Well, as the story unfolds, they decide that it is all too hard for them, and we see the result. Not one of those Israelites aged above 20 years (except the aforementioned Joshua and Caleb) survived the rest of their 38 year journey. So, apart from Joshua and Caleb, ALL the Israelites who did eventually enter the Land, were less than 59 years old. Imagine that, a whole nation of people under 60 years old! Everyone active. No-one on the age pension!! And God had another 38 years to meld them into a people He could work with and use as an example to other nations.
I never cease to be amazed by the dialogue, recorded in this passage, between God and Moses. The story is told in a manner which elevates Moses to a position of an elder statesman. He appears calm and rational in his argument, seeing the quite disastrous consequences which would most likely follow if these fearful Israelites were to be punished for their fear, and consequent lack of faith in Almighty God. But returning to Egypt was never a viable option, even though they contemplated it. Then they tried another option, to ‘go it alone’ as it were, against the very strong word of advice from Moses. “The Lord is not with you” he said, “don’t even think about it”.
But that did not stop them, or their complaints. But it did move Almighty God to develop another course of action, “plan B”. The long route.
Does it ever occur to you that it could well be that we too may be experiencing God’s “plan B”?
(Of course that is hypothetical. We will probably never know (or we know it already). I recall hearing a well-known missionary, speaking at a church, of which I was once a member, declare that he was quite sure that because of an earlier rejection, by him, of God’s first missionary call, that he was now experiencing God’s second best!)
The lesson for us is all too clear. The Israelites, in our parashah today, were clearly experiencing God’s leading in their lives. They were in a place they could never have been without God’s active leadership. How many of us can identify with that experience today, in our relationships, in our employment, in our friendships, in our church, in our personal circumstances? How much of that is due to our own carefully orchestrated planning, and how much because we have been led by Almighty God? Do not underestimate God’s ability.

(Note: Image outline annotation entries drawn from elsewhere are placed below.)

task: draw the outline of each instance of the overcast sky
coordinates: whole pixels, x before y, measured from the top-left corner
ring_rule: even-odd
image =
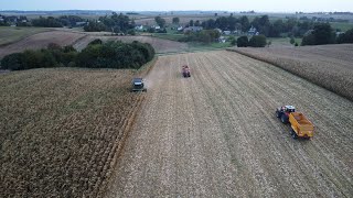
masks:
[[[353,0],[1,0],[0,10],[353,11]]]

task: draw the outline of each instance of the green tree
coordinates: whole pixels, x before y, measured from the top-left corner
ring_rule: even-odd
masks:
[[[338,37],[338,43],[353,43],[353,29],[340,34]]]
[[[290,37],[289,43],[290,43],[290,44],[295,44],[295,43],[296,43],[296,40],[295,40],[293,36]]]
[[[247,47],[249,40],[247,36],[240,36],[236,40],[236,44],[238,47]]]
[[[189,21],[189,26],[193,26],[194,25],[194,20],[190,20]]]
[[[312,34],[315,37],[315,45],[334,43],[334,33],[330,23],[315,24]]]
[[[246,15],[243,15],[240,19],[242,32],[247,32],[250,29],[249,19]]]
[[[254,35],[249,41],[249,46],[252,47],[265,47],[266,46],[265,35]]]

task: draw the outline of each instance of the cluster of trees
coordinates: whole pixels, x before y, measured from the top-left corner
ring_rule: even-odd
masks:
[[[0,14],[0,26],[10,26],[15,24],[18,26],[29,26],[28,19],[25,15],[15,16],[15,15],[1,15]]]
[[[334,43],[353,43],[353,29],[336,36],[330,23],[317,23],[313,30],[302,37],[301,45],[323,45]]]
[[[128,15],[124,15],[122,13],[117,14],[116,12],[113,12],[109,16],[100,16],[98,21],[90,21],[84,26],[86,32],[109,31],[115,33],[131,33],[133,29],[133,20],[130,20]]]
[[[188,32],[186,36],[179,40],[179,42],[200,42],[208,44],[220,38],[221,33],[216,30],[202,30],[200,32]]]
[[[154,48],[147,43],[108,42],[97,40],[83,52],[73,46],[50,44],[47,48],[7,55],[1,68],[23,70],[49,67],[140,68],[154,57]]]
[[[63,28],[63,26],[77,26],[76,22],[85,22],[84,19],[77,15],[61,15],[58,18],[40,16],[38,19],[28,20],[26,16],[2,16],[0,21],[0,26],[8,26],[15,24],[17,26],[41,26],[41,28]]]
[[[63,24],[61,23],[60,19],[53,16],[40,16],[39,19],[34,19],[32,20],[32,25],[44,28],[63,28]]]
[[[77,55],[76,65],[88,68],[138,69],[154,57],[154,48],[148,43],[108,42],[88,45]]]
[[[339,35],[336,43],[353,43],[353,29]]]
[[[158,16],[154,18],[154,21],[161,29],[164,29],[165,20],[163,18],[158,15]]]
[[[249,21],[246,15],[240,18],[233,15],[221,16],[216,20],[210,19],[201,23],[201,26],[206,30],[221,29],[223,31],[247,32],[254,26],[260,34],[267,37],[279,37],[281,34],[302,36],[307,31],[311,30],[313,25],[313,21],[300,21],[293,18],[286,21],[276,20],[270,22],[268,15],[256,16],[253,21]]]
[[[265,35],[254,35],[250,40],[247,36],[240,36],[237,38],[238,47],[265,47],[267,44]]]
[[[23,70],[31,68],[64,67],[74,65],[77,52],[73,46],[61,47],[57,44],[49,44],[47,48],[39,51],[24,51],[4,56],[1,59],[1,68],[10,70]]]

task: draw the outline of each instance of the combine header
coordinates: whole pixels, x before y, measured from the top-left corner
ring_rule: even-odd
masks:
[[[276,110],[276,117],[281,120],[282,123],[290,123],[290,134],[293,139],[304,138],[310,139],[313,136],[313,125],[304,117],[303,113],[296,112],[293,106],[280,107]]]
[[[182,73],[184,78],[191,77],[190,68],[189,68],[188,65],[183,65],[183,67],[181,69],[181,73]]]
[[[145,81],[142,78],[133,78],[132,79],[131,91],[147,91],[147,89],[145,88]]]

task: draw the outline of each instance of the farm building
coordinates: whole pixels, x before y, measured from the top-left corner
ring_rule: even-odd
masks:
[[[186,33],[186,32],[200,32],[202,30],[203,30],[202,26],[189,26],[189,28],[184,29],[184,33]]]

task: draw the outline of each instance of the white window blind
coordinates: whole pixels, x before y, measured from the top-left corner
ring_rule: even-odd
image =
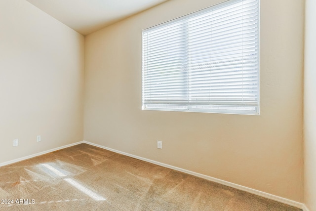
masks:
[[[259,0],[143,30],[142,109],[259,114]]]

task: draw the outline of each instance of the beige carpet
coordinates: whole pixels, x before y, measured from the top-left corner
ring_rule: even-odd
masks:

There is so much more, as always, on which we could ‘reflect’ in this reading, but the lesson for me is this. When I recognise the call of God on my life, when I receive that “rhema” from His word, when I know, because I know, that He is speaking to me on some matter, then I have a choice to make. I can choose the short route, or suffer the long route. God’s way is perfect and His plan for me is written before the foundation of the world. As it was for Israel.